29 outubro, 2010

linha 11

O que causa em mim essa vontade de continuar apesar das agonias noturnas e dúvidas diárias. O que me faz curiosa apesar disso tudo. É a iminência. A iminência de estar vivo. A iminência de que chegue a qualquer instante. Iminente desejo, espera queixosa.

17 outubro, 2010

linha 10

Queria escrever ontem aqui pra que todos ouvissem sobre minhas conclusões de olhar e céu. Mas acontece que, hoje, nada lembro de ontem. A vida costuma ser assim, passageira demais e eu sempre parando e dando tempo ao lamento. E não é nada, mas acontece que, ontem, de hoje eu nada sabia. No entanto, eu li que Bandeira dava bandeira de seus afetos fraternos em suas crônicas cínicas de crítico autor dissimilado que dissimula o próprio Ser derramado no olhar e na sua poesia futura, presente e que todo dia passa por mim! O que acontece, é que tudo isso pode não ser válido e, de qualquer forma, é nenhuma poesia. O que aconteceu é que preciso de todos!

09 outubro, 2010

Matança

Saiu devagar, desceu as escadas como quem corre, bateu a porta e virou as costas para o mundo do abandono. Abandono escolhido, desses de fazer nada em hora nenhuma e perder a virtude que um dia imaginou ter. Tudo bem assim no passado. 
Não era um dia especial, sequer um dia qualquer, era um dia igual a qualquer outro. Não há nada de novo, tudo é revisitado. 
Andou bastate e já estava um tanto cansada de mais para as oito da manhã. Sentou e parou de fazer o que tinha que fazer para contemplar o que ia se desfiando à sua volta. 
Ela despelava animais. Na verdade, o nome mais preciso é esfolar, esfolação; para ela, obrigação. No início poderia ser qualquer coisa repugnante ou não, dolorida ou não, então passa a ser indiferente, divertido, e só assim, repugnante mais uma vez. Não havia repugnância no ato em que os bichos gritavam par ao vazio - só há o silêncio. Não havia repulsa em sentir a inocência de cada um daqueles bichos abandonar os corpos, como rajadas de vento, e passar por si, entre o cabelo, a pele, os olhos.
Mas então, contemplou. Contemplou não a paisagem que revestia a manhã, tampouco o pôr-de-sol, menos ainda o sangue que formava poças em que pisava e já era quase poça também. Contemplou o perder-se. E chorou. As lágrimas lavavam os cabelos grudados por entre as manhãs deixadas pra trás, e chorou também pelas mãos ensanguentadas, pelos pés vermelhos e pelas roupas sujas. Não chorou por mais nada.
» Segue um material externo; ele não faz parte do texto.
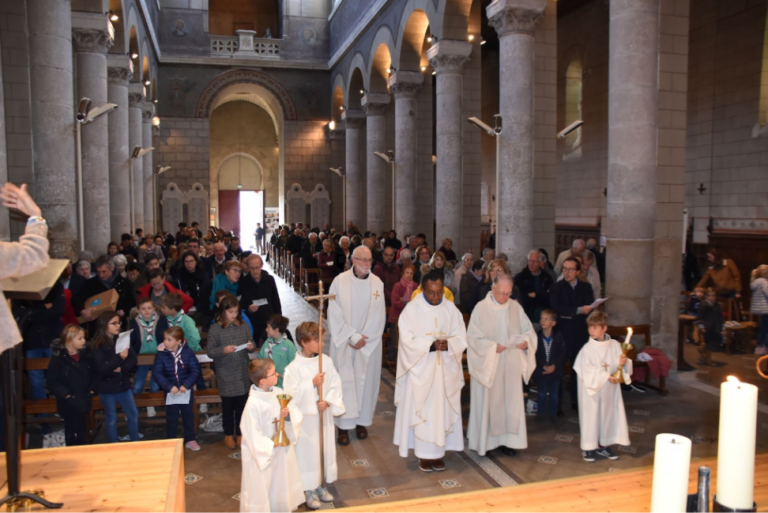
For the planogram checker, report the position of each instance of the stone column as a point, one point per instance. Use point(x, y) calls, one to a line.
point(119, 73)
point(405, 85)
point(448, 57)
point(515, 21)
point(136, 138)
point(53, 117)
point(355, 121)
point(632, 148)
point(90, 35)
point(375, 105)
point(148, 112)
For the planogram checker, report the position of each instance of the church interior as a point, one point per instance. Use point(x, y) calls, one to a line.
point(637, 129)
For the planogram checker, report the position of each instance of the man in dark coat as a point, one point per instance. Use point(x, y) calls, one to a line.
point(570, 299)
point(106, 278)
point(258, 284)
point(534, 285)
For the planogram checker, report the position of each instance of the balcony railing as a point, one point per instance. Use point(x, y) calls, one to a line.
point(244, 45)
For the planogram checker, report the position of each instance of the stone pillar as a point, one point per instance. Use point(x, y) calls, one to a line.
point(515, 21)
point(378, 172)
point(136, 94)
point(448, 57)
point(405, 85)
point(90, 35)
point(148, 112)
point(119, 73)
point(632, 148)
point(355, 121)
point(53, 117)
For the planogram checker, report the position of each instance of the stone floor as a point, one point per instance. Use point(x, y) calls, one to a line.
point(371, 471)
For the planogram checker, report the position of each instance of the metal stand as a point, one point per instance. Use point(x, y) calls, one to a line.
point(11, 370)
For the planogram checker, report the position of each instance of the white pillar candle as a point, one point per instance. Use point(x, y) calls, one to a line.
point(671, 467)
point(736, 445)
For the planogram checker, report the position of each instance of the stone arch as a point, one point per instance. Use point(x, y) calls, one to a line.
point(356, 79)
point(205, 103)
point(412, 42)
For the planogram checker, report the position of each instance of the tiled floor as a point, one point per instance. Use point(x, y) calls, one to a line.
point(371, 471)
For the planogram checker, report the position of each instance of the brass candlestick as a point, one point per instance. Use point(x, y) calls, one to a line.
point(281, 438)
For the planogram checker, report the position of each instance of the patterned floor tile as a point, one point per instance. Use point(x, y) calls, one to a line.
point(449, 483)
point(377, 493)
point(192, 478)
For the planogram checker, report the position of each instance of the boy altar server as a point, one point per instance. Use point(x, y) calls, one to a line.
point(270, 480)
point(602, 419)
point(301, 379)
point(430, 377)
point(501, 356)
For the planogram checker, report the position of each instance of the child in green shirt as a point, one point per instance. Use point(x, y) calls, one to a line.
point(172, 307)
point(278, 347)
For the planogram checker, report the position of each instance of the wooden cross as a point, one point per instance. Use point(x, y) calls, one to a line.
point(321, 298)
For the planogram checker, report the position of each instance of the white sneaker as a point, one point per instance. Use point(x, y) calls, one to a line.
point(311, 499)
point(323, 494)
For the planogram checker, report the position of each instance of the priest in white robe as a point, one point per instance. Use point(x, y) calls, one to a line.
point(501, 355)
point(270, 479)
point(430, 377)
point(356, 321)
point(602, 419)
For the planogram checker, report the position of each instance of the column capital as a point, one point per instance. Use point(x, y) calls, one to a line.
point(136, 95)
point(449, 56)
point(353, 119)
point(119, 69)
point(515, 16)
point(405, 84)
point(375, 104)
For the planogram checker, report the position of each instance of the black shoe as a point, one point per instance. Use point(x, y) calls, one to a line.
point(606, 452)
point(507, 451)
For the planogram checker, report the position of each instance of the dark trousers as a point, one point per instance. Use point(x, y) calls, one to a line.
point(172, 412)
point(232, 409)
point(75, 428)
point(549, 390)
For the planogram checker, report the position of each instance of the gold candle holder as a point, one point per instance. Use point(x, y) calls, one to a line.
point(281, 438)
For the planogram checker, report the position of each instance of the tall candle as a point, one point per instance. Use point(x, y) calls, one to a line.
point(736, 444)
point(671, 466)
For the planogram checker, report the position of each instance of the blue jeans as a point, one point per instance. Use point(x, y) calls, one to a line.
point(37, 378)
point(129, 408)
point(141, 378)
point(187, 412)
point(548, 389)
point(762, 336)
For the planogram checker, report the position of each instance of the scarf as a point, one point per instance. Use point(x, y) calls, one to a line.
point(109, 283)
point(177, 361)
point(149, 333)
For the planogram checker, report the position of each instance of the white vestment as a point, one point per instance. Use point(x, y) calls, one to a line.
point(270, 479)
point(602, 418)
point(428, 387)
point(359, 309)
point(297, 383)
point(497, 406)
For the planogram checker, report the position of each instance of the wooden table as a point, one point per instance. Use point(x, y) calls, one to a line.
point(625, 490)
point(136, 476)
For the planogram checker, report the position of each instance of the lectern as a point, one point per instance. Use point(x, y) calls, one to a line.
point(34, 286)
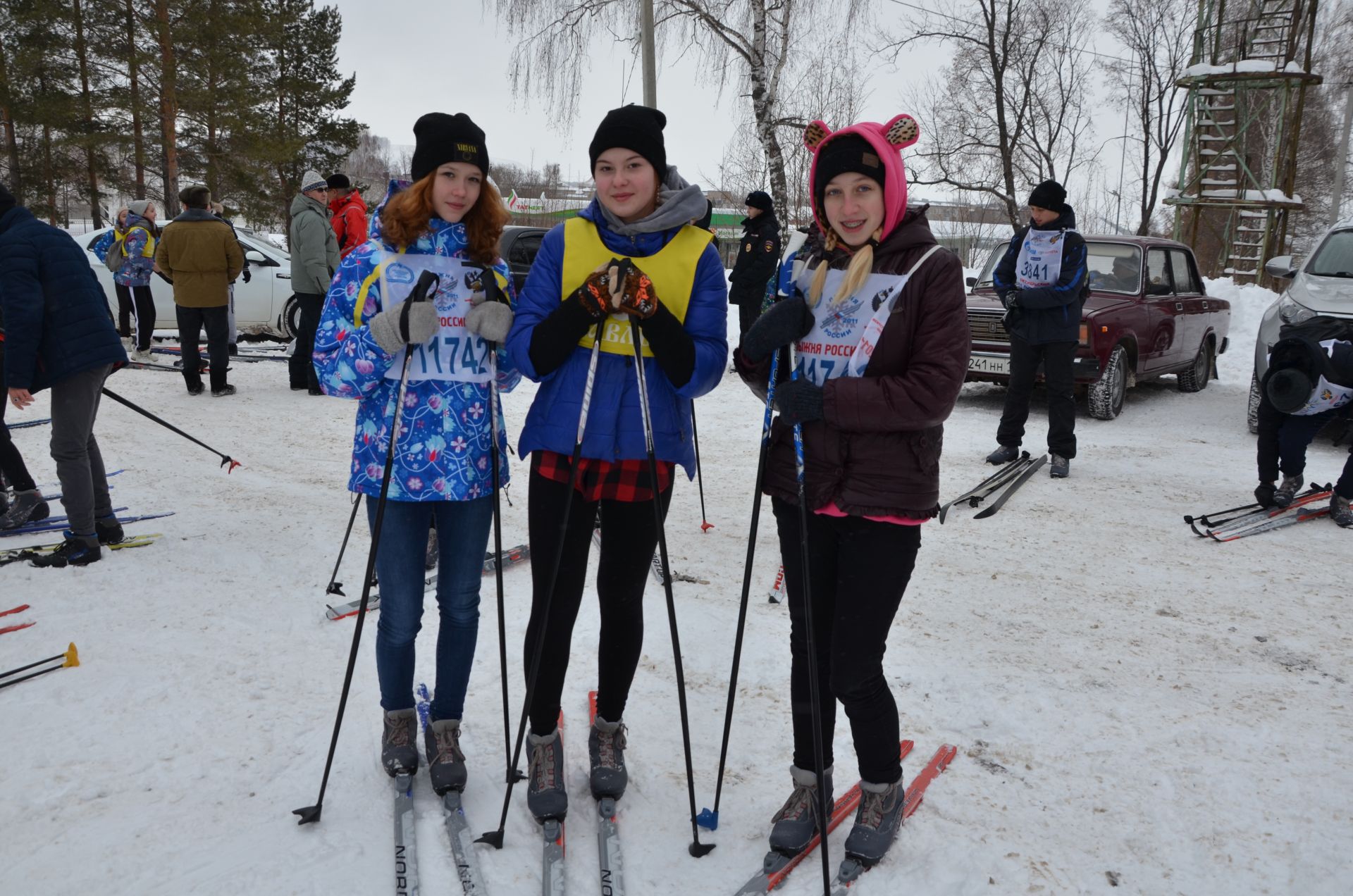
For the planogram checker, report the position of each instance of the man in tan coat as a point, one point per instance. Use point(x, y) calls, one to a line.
point(201, 256)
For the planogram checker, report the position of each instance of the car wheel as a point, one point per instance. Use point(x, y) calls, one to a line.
point(291, 318)
point(1106, 396)
point(1252, 414)
point(1195, 378)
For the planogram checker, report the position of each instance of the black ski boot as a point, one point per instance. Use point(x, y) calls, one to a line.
point(796, 823)
point(607, 747)
point(1003, 455)
point(78, 550)
point(445, 761)
point(1287, 490)
point(545, 793)
point(400, 743)
point(877, 822)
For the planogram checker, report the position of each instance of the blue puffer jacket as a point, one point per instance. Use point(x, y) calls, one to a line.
point(56, 316)
point(614, 425)
point(444, 446)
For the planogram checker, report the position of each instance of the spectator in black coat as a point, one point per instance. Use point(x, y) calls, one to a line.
point(758, 259)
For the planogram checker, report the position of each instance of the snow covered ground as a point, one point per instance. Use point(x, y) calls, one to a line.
point(1130, 703)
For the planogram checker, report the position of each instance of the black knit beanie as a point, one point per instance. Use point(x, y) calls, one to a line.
point(847, 154)
point(634, 127)
point(1049, 195)
point(447, 138)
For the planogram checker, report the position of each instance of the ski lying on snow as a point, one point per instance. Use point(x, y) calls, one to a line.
point(777, 866)
point(608, 833)
point(454, 814)
point(987, 486)
point(510, 558)
point(1013, 487)
point(851, 869)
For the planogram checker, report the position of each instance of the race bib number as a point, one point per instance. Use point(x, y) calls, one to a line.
point(454, 354)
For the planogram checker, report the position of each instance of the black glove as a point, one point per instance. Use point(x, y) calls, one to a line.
point(786, 321)
point(798, 401)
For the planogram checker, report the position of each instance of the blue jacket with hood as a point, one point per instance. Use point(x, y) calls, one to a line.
point(614, 427)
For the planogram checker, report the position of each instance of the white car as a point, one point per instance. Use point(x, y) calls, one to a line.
point(266, 305)
point(1322, 285)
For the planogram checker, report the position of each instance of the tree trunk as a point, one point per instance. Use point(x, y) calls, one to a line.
point(168, 106)
point(87, 125)
point(138, 138)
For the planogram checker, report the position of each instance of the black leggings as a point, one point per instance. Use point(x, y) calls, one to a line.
point(628, 537)
point(860, 570)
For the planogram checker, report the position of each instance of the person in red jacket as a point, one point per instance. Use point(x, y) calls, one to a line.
point(350, 213)
point(879, 318)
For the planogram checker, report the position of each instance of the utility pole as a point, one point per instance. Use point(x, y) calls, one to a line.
point(1341, 157)
point(645, 39)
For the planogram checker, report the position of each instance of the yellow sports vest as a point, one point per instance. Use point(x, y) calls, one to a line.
point(672, 270)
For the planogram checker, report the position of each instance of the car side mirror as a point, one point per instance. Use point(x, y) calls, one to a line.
point(1280, 267)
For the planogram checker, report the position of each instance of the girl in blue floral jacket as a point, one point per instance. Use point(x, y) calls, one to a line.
point(447, 221)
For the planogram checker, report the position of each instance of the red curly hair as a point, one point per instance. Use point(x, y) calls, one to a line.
point(407, 214)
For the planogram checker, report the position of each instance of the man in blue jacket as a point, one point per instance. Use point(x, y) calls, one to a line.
point(60, 335)
point(1042, 282)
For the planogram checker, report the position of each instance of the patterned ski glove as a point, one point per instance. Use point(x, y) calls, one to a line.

E foi um tempo curto apenas. 
Secou as lágrimas, arrancou as pele de alguns ainda que ali estavam e já não tinham mais escolha. Cansou de matar. Não por matar e olhar-lhes em olhos sem vida e por ouvir seus gritos e por sentir os escrementos de resto de vida de bicho esfolado ali. Cansou e só.
Terminou o dia. Lavou os instrumentos, limpou o terreno, lavou as mãos e trocou a roupa. Caminhou até a porta e antes que fechasse tudo, depois de ter recolhido o lixo e ter apagado as luzes, abriu todas as gaiolas que faltavam. Esperou sem paciência que todos saíssem, trancou a porta e levou a chave.
Chegando em casa, jogou as feramentas em baixo da cama e deitou. Bruços. Quase sufocando com o próprio peso, dormiu a tarde e a noite inteira, sendo que a manhã era  parte clara do sono.
Sonhou talvez, não se lembra.
Dia novo, rotina nova; saiu devagar, desceu as escadas como quem corre, bateu a porta e virou as costas para o mundo do abandono. E acontecia nada em hora nenhuma. Já não sabia perder a virtude que um dia imaginou ter. Tudo bem assim no presente.
Todos os dias, ao chegar, confere as ferramentas em baixo da cama, cai de bruços e dorme a noite e parte da manhã. Ninguém sabe o que há de acontecer quando os olhos interpelarem a manhã outra vez.